Evaluating the uplift prediction is a relatively open question. In this case, since there are multiple datasets and methods, we rely on a scalar evaluation for comparison, but for a specific use case, plots provide a bigger picture, like in this analysis. More specifically, an intuitive way to evaluate the model is by sorting the samples based on the respective uplift predictions and computing the actual uplift per percentile. We expect the first percentiles to show a considerable increase, while the latter to drop or even be negative, as these are samples that the model predicts to have low uplift.

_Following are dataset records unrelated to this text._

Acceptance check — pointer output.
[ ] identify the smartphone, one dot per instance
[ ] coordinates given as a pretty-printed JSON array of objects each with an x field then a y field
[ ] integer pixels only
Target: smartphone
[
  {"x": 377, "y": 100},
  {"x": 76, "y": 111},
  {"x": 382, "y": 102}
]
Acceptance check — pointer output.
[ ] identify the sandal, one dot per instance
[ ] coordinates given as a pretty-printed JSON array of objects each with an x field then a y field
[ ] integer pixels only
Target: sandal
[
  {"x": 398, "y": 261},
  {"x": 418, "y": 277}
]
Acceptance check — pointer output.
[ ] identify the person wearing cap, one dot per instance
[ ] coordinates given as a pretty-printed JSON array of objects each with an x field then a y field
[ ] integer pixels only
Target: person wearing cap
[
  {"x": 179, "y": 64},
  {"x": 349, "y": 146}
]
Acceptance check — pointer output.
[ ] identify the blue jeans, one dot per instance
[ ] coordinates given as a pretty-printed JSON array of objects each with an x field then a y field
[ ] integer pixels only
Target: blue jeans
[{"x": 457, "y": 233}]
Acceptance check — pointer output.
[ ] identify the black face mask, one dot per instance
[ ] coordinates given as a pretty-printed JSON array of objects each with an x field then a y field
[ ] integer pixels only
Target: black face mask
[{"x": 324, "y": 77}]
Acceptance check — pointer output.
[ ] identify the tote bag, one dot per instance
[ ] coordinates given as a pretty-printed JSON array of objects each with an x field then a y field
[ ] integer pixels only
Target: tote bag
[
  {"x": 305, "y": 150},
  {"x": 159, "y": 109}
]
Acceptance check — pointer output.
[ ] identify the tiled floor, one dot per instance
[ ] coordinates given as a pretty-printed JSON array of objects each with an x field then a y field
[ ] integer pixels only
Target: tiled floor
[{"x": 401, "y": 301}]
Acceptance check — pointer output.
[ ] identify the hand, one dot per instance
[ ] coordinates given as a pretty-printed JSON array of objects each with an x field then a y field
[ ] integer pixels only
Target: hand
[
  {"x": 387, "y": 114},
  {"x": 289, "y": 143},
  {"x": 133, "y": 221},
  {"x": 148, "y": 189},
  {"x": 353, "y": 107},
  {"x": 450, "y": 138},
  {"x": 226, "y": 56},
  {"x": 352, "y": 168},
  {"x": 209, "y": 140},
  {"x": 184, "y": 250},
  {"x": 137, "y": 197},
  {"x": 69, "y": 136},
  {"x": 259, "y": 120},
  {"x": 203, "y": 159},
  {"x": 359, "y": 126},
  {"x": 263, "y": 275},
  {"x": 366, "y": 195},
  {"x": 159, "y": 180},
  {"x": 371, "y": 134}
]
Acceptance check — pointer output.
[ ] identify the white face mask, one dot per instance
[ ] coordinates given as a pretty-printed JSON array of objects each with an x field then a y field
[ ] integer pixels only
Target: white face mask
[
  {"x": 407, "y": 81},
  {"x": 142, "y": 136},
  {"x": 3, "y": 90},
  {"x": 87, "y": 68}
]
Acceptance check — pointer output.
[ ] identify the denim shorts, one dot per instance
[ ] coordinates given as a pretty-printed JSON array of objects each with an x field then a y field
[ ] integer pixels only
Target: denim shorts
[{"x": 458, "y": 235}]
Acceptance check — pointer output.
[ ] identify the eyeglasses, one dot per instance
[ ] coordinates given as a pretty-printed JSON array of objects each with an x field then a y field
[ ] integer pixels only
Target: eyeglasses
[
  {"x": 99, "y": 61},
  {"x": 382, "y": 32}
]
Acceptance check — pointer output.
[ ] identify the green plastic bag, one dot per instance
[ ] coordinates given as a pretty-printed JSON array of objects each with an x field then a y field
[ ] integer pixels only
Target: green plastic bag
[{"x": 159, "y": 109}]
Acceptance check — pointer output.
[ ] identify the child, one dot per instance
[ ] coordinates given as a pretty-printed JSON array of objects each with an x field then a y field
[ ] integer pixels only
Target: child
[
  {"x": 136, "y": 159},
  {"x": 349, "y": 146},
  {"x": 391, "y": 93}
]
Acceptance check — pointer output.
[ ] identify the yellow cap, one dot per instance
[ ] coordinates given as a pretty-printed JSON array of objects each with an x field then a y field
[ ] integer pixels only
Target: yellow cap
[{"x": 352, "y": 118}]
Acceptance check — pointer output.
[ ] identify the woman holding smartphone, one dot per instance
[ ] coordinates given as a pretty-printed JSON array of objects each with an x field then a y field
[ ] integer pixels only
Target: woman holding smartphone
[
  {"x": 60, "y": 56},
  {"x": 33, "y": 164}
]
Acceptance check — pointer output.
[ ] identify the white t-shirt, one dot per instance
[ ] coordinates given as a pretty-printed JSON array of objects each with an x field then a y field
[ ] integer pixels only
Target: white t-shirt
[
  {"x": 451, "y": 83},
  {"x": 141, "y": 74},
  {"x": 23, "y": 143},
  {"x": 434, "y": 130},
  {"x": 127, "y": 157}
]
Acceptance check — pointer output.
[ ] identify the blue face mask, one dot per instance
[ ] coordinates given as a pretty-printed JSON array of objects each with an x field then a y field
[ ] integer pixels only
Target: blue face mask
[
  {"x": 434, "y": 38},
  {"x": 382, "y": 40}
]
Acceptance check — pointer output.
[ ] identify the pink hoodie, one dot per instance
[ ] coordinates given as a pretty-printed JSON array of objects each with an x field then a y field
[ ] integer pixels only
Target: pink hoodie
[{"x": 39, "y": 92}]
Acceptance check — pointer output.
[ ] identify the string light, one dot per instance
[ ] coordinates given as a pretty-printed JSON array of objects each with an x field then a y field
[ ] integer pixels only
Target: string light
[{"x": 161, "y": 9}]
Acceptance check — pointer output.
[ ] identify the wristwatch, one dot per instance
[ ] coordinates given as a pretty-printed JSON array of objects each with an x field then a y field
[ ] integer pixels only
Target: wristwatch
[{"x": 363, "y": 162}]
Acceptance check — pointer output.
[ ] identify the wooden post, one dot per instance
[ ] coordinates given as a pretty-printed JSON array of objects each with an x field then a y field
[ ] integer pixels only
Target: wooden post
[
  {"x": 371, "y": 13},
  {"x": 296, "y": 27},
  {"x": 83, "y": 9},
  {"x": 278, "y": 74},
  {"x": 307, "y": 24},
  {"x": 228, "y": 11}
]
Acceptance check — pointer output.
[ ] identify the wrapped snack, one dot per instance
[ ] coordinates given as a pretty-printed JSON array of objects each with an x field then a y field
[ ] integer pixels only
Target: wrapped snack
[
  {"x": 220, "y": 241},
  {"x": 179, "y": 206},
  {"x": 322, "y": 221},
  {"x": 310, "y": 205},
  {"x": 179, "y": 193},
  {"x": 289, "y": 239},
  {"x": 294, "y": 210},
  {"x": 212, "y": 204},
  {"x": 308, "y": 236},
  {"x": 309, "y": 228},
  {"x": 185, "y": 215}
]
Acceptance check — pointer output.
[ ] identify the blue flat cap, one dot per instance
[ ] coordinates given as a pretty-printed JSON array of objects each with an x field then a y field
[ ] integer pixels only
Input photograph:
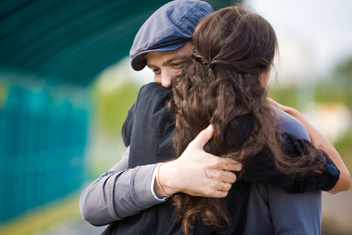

To this end we used the uplift for the top 40% of the dataset, similar to SKlift’s tutorial. This is simple and straight forward, but we miss a potential error of the model, in case the actual uplift increases when the predicted uplift drops significantly. A plot of the cumulative gain from the uplift percentiles as described here is more suitable. The area under the QINI or Uplift curve can also be useful, although in this analysis they were inconsistent through methods. Note also that, due to the studies behind the datasets and to facilitate comparison, we assume the bigger the predicted uplift the better, which is not true in the real world.





As we expected the X-learner outperforms the other methods but not predominantly. The result is more clear for RetailHero, where the performance increases with the complexity of the method for both, XGB and LR classifiers. The CausalML X seems to provide the best overall performance in this case for both, XGB and LR, while EconML and SKlift have competitive results, especially for S and T.

The large-scale size and the major imbalance between treatment/control renders Criteo a much harder baseline and challenges the scalability of the methods. This happens to the CausalML and SKlift case for S where the LR fails to converge. On the other hand, EconML always provides an uplift but is quite diminished, possibly due to the dataset’s scale. Overall the T and LR method seems to perform better in this case, and SKlift provides overall higher uplift.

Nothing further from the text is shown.